Exploring articulation rate entrainment: Interactions over Zoom between typical and atypical speakers

TitleExploring articulation rate entrainment: Interactions over Zoom between typical and atypical speakers
Publication TypePresentation
Year of Publication2022
Conference NameDag van de Fonetiek 2022
AuthorsEijk, Lotte, and Sophie Meekings
PublisherNederlandse Vereniging voor Fonetische Wetenschappen
Conference LocationUtrecht, The Netherlands
Abstract

Speakers are known to change their speech to become more similar to the speech of their interlocutor [e.g. 2]. This phenomenon is extensively investigated in typical speakers and is known as entrainment, or e.g., alignment, accommodation. Entrainment has been found to help speakers in multiple ways, e.g., better task success or higher likeability [3, 4]. However, this process has received less attention in atypical speakers, while entrainment may indeed help these speakers [1]. In this study, we explore whether typical speakers entrain more to atypical speakers than to typical speakers when they are in interaction with an interlocutor over Zoom. More specifically, we study articulation rate of typical speakers in conversation with other typical speakers and with speakers who stutter. We furthermore elaborate on the challenges of these analyses using speech recorded via Zoom.

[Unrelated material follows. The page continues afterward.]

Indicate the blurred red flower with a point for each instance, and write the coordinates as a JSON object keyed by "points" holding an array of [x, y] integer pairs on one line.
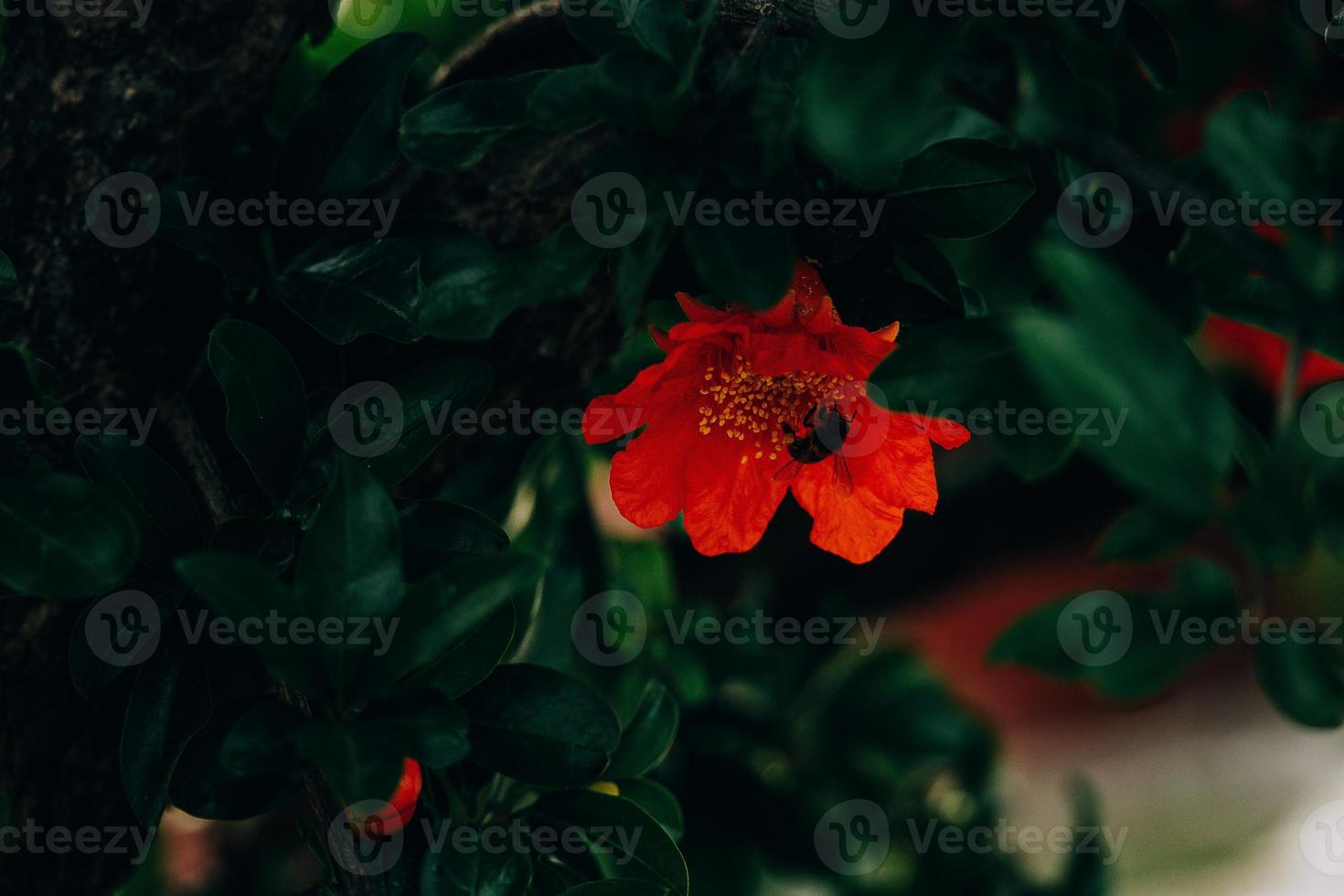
{"points": [[1264, 355], [750, 404]]}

Forty participants (twenty pairs) participated in this study. Ten pairs of typical speakers and ten different pairs of typical-atypical speakers performed two tasks. First, they performed a picture description by themselves, and then interacted with another speaker to find the differences between pictures in three rounds of the Diapix task [5] over Zoom, lasting around 20 to 30 minutes on average.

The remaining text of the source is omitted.